Que sentido tinha tudo aquilo?
Que razão havia na Razão, quando a mente tinha funções ainda mais nobres e valiosas?
Eu viajava...
Na dimensão em que me encontrava eu podia fazer tudo o que quisesse. Mas ainda tinha aquele vago fio prateado me ligando às minhas prisões de antes. Mesmo assim, arrisquei urna viagem muito mais ousada.
Em instantes, fundi-me a um computador, dos vários que se encontravam na sala em que meu corpo inerte jazia. De que valia explorar mentes humanas, tão presas aos seus limites, quando um cérebro eletrônico, vivo e onisciente, já não me era inexpugnável?
A fração de tempo que se seguiu foi suficiente para que eu percorresse cada recanto daquele computador e dominasse cada uma de suas funções. Ele mesmo, com seus inúmeros enlaces de componentes eletrônicos, era apenas mais uma conquista — fácil demais.


Percebi que era pouco. Nada me prendia aquele planeta imundo, de cidades poluídas, gente carrancuda e líderes demagogos decidindo destinos. Não havia longe ou perto, não havia limite para aquele poder.
Parti, então, para visitar planetas distantes. Mais do que isto , pude tocar o Sol, tornar-me um manto sobre ele e sugar sua energia, me alimentar dele. Tudo isso em instantes, frações eternas do tempo.
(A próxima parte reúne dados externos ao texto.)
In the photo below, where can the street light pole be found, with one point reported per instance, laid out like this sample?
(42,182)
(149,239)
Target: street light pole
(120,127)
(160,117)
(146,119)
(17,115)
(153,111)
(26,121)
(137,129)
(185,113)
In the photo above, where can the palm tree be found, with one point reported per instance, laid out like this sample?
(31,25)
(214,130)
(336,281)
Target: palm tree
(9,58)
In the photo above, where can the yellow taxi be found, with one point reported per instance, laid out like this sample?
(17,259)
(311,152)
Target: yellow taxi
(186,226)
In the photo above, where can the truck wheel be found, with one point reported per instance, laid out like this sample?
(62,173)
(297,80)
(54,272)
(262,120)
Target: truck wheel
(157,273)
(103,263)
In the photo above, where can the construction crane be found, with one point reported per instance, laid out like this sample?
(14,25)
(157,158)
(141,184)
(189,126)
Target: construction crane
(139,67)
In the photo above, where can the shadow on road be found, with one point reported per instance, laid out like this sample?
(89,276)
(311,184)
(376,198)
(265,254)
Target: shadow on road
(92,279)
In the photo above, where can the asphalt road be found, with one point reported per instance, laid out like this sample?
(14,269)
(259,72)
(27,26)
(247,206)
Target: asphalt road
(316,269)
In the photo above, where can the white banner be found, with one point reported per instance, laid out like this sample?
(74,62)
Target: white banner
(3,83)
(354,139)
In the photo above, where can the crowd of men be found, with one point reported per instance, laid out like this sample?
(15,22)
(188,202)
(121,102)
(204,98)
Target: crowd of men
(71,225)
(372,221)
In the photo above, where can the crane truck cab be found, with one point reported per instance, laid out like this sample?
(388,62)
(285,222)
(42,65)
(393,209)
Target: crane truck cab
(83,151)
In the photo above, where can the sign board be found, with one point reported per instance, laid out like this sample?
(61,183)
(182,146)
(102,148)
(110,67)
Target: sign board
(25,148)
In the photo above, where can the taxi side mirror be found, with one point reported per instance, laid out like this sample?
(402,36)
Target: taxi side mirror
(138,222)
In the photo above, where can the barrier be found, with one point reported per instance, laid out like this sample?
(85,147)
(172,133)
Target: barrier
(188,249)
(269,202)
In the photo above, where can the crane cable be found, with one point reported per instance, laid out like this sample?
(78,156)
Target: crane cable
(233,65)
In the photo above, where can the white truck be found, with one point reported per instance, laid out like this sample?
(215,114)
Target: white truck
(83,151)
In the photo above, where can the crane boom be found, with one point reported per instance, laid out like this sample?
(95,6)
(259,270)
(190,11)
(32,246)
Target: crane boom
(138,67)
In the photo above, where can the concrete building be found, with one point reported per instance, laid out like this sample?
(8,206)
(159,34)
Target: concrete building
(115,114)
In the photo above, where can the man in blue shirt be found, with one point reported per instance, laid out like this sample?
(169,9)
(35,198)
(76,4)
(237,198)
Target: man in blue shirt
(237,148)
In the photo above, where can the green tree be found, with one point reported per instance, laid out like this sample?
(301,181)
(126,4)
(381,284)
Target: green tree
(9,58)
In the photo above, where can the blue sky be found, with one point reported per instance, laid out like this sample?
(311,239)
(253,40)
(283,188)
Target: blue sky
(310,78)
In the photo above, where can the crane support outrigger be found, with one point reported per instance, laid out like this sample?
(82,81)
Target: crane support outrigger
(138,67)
Passei por Mercúrio e seu movimento apressado — que já não me parecia tão enigmático. Se ele era o Deus da velocidade, eu podia ir mais rápido. Vênus, novamente a Terra, Marte e uma penca de asteróides ... Todos um a um, prestando reverência a mim. E depois Júpiter, que me parecia pequeno.
Quantas vezes ouvi falarem sobre a gravidade absurda daquele planeta. Mas ele nada podia sobre mim. Mais adiante, Saturno e seus anéis me esperavam. Poderia colocá-los — os anéis — em meus dedos. Acho que um Deus faria isso...
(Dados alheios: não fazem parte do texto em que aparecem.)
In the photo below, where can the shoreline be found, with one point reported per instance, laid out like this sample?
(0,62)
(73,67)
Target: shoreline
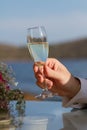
(30,96)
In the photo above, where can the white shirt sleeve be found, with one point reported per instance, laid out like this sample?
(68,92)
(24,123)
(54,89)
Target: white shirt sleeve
(79,100)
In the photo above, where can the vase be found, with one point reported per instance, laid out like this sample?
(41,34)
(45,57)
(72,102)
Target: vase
(4,113)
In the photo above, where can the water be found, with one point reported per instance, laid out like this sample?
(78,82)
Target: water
(25,76)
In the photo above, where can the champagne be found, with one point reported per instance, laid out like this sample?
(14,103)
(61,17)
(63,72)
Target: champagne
(38,51)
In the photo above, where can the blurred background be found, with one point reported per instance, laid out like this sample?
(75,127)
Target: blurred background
(66,25)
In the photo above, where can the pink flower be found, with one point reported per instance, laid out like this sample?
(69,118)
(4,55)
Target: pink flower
(1,78)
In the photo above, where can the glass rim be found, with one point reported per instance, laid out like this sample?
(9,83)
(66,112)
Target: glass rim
(34,27)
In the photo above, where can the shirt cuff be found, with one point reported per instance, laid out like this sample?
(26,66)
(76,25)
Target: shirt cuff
(80,99)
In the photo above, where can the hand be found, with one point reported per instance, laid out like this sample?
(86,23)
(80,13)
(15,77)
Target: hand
(58,79)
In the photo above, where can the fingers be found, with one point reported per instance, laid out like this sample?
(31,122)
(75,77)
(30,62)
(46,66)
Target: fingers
(46,83)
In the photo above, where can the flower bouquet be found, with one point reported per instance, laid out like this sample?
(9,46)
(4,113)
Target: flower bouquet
(7,93)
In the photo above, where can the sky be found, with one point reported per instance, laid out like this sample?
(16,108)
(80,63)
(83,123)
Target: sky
(63,19)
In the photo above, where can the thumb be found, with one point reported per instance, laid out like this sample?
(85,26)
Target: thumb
(50,73)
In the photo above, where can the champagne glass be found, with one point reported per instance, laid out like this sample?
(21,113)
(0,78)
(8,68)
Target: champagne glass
(39,48)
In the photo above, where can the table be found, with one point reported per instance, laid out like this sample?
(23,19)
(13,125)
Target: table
(59,118)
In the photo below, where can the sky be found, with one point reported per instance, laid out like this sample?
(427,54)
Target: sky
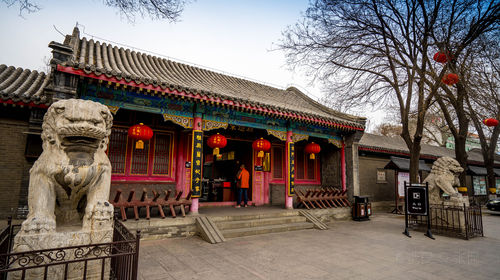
(238,38)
- Tenho o poder absoluto! — pensava eu naquela microfração de segundo que levei para sair do sistema solar e chegar a Veja ... Então era a você, “estrelinha”, que meu Sol devia reverência. Pois transforme -se em uma anã, uma anã branca. Venha para as minhas mãos, “estrelinha”! Poderia transformá-la em pó, se quisesse, mas serei benevolente.
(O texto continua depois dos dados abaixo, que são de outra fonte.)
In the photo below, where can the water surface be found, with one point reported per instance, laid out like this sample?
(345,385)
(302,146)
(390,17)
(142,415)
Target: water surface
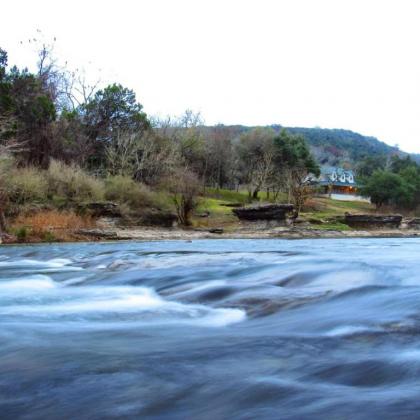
(208,329)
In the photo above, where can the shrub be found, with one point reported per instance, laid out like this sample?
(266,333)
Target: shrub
(125,190)
(71,183)
(22,233)
(26,185)
(49,225)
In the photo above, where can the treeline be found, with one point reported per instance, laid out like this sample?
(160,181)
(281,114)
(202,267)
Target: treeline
(393,182)
(53,117)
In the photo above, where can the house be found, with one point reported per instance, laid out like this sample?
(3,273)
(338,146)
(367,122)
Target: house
(338,183)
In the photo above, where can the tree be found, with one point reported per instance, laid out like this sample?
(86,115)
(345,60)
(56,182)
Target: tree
(26,114)
(256,153)
(367,166)
(298,165)
(111,111)
(387,188)
(184,187)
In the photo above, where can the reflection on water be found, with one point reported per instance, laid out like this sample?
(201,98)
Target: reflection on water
(211,329)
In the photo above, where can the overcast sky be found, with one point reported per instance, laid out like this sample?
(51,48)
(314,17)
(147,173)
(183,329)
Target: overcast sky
(351,64)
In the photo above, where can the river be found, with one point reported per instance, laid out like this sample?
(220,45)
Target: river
(211,329)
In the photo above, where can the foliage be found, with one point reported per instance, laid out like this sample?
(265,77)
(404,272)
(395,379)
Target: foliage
(184,186)
(387,188)
(124,189)
(73,183)
(26,185)
(297,165)
(111,111)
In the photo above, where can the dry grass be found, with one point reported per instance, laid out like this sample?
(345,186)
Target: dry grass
(50,226)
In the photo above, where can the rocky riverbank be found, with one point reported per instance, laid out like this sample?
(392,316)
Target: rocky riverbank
(158,234)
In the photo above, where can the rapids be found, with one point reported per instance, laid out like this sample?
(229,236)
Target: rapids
(211,329)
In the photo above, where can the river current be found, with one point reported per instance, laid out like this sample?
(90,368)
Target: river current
(211,329)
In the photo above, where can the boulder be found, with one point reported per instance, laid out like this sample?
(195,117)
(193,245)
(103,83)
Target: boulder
(372,221)
(100,209)
(276,212)
(413,223)
(219,231)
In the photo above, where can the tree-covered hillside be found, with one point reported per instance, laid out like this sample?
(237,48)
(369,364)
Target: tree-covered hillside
(337,147)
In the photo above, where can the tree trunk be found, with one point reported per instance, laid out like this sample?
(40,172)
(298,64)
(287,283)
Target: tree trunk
(3,225)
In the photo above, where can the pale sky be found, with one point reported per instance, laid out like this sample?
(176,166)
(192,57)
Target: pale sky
(351,64)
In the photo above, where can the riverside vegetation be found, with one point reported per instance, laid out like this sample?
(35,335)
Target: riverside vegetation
(66,145)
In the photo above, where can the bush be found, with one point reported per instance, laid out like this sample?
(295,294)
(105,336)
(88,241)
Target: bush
(49,225)
(26,185)
(125,190)
(71,183)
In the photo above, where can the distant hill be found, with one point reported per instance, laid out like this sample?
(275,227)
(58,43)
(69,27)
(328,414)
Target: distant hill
(337,147)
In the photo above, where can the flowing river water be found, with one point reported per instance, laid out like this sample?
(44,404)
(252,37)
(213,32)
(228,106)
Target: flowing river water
(211,329)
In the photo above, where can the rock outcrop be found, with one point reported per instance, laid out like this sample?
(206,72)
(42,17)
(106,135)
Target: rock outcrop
(100,209)
(372,221)
(269,212)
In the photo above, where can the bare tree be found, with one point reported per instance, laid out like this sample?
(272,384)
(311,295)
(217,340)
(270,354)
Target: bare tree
(184,187)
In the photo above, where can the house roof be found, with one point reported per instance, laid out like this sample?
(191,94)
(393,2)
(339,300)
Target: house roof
(331,175)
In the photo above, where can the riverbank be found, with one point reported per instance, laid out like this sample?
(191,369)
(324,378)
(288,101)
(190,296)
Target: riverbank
(160,234)
(213,219)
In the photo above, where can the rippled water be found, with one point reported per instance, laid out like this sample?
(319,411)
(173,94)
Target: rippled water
(217,329)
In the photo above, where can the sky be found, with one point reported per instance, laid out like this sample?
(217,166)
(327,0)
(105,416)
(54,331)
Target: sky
(352,64)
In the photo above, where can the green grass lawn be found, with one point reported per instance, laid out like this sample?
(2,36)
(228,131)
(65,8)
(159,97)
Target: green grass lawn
(321,212)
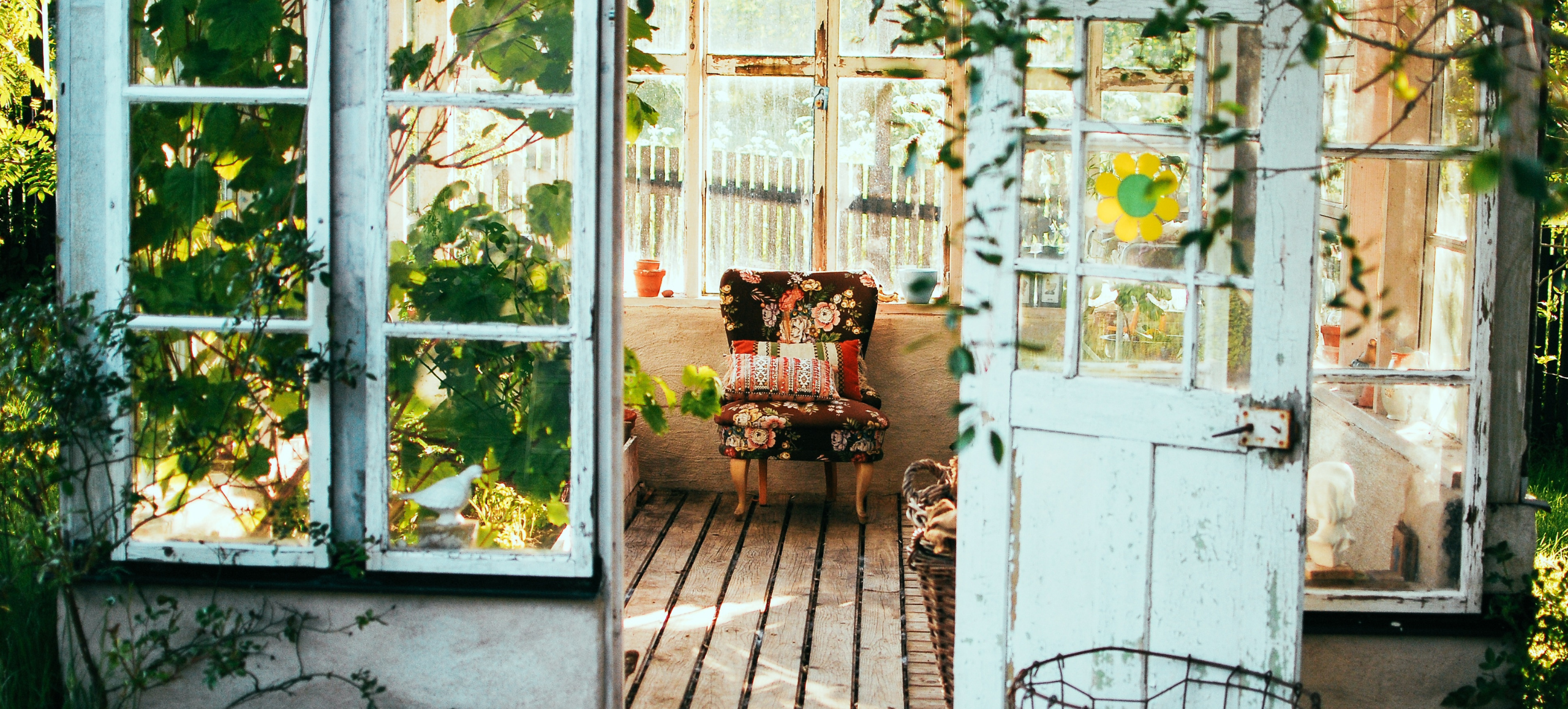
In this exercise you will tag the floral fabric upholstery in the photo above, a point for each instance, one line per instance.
(793, 306)
(786, 306)
(839, 432)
O poder sem limites era glorioso, mas ainda assim cansativo. Precisava mais. Podia ser mais do que Deus... No entanto, o fio prateado ainda teimava em prender-me àquela casca, inerte, entorpecida — confortavelmente entorpecida em uma cama rodeada por meia dúzia de cientistas que se achavam deuses.
Mas nada me impedia de cortá-lo, de romper de uma vez por todas qualquer laço. Afinal, nem três horas haviam se passado e eu já estava nos limites da Galáxia.
— É, corpo ... já não preciso do você!


— Sinais vitais enfraquecendo, doutor.
— Nós o estamos perdendo. Vamos tentar a desfibrilação novamente Atenção! Cinco, quatro, três, dois ... Agora!
— Negativo. Não responde mais aos estímulos. Batimentos zero.
— Perdemos a pressão! Desfibrilar mais uma vez!
— Não adianta, Kriller. Ele não resistiu. Cheguei a pensar que seria diferente...
— Até agora ninguém tinha resistido por três horas à Droga de Ampliação da Mente.
— Sinceramente, Kriller, a DAM talvez seja muito forte. Não sei se o ser humano está preparado para usar 100% de seu potencial mental ...
— Talvez não, Richard. Talvez não ...


Pouco mais de pequenos átimos, eu me expandia, como um coração em constante diástole.
Havia me fundido ao Universo.
Mas eu sabia que podia mais, muito mais...



(Direitos reservados. Parte do livro de contos de ficção científica "Viajante Noturno", de William Mendonça, disponível para download gratuito em www.williammendonca.com)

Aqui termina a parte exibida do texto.